Didn’t get any bowel problems. Baby cows don’t.
 
It’s the taste. Raw unpasteurised milk is delicious. When I was building deer fences in Dumfries and Galloway on a break from uni, the farmer would leave a four litre canister of milk straight from the cows outside the caravan. Nothing better on cornflakes. Pasteurisation kills that flavour, and what else?

Didn’t get any bowel problems. Baby cows don’t.

Actually scours, a bacterial bowel infection destroys the calfs gut. Not that uncommon.
 
Scours doesn’t occur in well managed dairy farms. If the calves get colostrum in their very early feeds, it reduces the incidence almost to zero. And it’s mainly viral, not bacterial, rotavirus and corona virus. It’s the calves that get it - doesn’t affect the milk.
 
Scours doesn’t occur in well managed dairy farms. If the calves get colostrum in their very early feeds, it reduces the incidence almost to zero. And it’s mainly viral, not bacterial, rotavirus and corona virus. It’s the calves that get it - doesn’t affect the milk.

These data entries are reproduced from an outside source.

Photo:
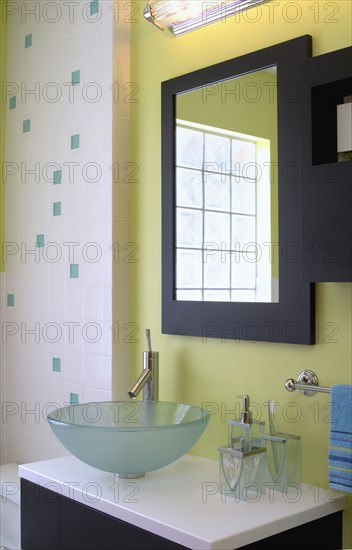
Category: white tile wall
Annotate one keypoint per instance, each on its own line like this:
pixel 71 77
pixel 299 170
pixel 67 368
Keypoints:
pixel 53 314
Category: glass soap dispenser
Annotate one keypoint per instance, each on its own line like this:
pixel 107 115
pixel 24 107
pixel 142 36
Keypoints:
pixel 250 430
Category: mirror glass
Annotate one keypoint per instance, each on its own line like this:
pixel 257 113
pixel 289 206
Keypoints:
pixel 231 200
pixel 226 191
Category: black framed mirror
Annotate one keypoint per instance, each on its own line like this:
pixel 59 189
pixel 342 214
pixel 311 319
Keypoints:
pixel 231 255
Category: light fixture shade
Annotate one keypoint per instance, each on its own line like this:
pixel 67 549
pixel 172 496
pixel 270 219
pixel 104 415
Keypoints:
pixel 181 16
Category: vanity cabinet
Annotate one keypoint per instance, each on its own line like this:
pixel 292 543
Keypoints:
pixel 50 521
pixel 326 192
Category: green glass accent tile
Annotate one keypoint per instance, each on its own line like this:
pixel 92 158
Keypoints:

It's a general catch all term, bacteria, parasites, viruses can all cause it.
And fresh milk straight from the mother obviously is better than milked product, put into holding tanks, then into a tanker, off loaded into a dispenser, put into a hand washed bottle, then taken home in a warm car to a fridge, and used a day or two later.
I used to work at the front end of a dairy, what came out of the filters when we emptied the tanker from the farm wasn't pleasant.
I'd drink fresh milk then , but not the trendy bottle it yourself fad that's happening now.
 
Well this is giving me the ... Actually, it isn't, which is the problem 🙂

Lactulose helps only a little bit, in a Bristol scale-pathetic kind of way. Ex-Lax ditto. I've experimented with dropping BP meds and statin, without much success. MetaMucil does nothing, not surprisingly, given that the prob surely isn't a lack of fibre.

Maybe it's a vagus nerve thingie?

Anyway, off to see the doc tomorrow. I've gone from somebody who didn't see a doc for decades, to harassing the poor fellow every few weeks.
 
It won’t be the vagus nerve, that was one of the questions in an exam at uni - “Describe the course of the vagus nerve.” It ends up at the diaphragm.

It’ll be your biome. It always is, these days🙂
 
It won’t be the vagus nerve, that was one of the questions in an exam at uni - “Describe the course of the vagus nerve.” It ends up at the diaphragm.

It’ll be your biome. It always is, these days🙂

Well, if dealing with it requires a "fecal transplant", I quit 🙂
 
It’s the taste. Raw unpasteurised milk is delicious
IF you buy directly in the farm from the milk fountain machine, it costs less than buying milk in the supermarket, because you are cutting the middlemen.
Not to mention the fact that all milk sold in the malls has some cream removed in the process, and anyway industrial process used now homogenize the milk.

Milk from the farm has more cream but the cream tensd to separare from the milk, and someone could think the milk is spoiled, when is not. And anyway it tastes way better even when boiled.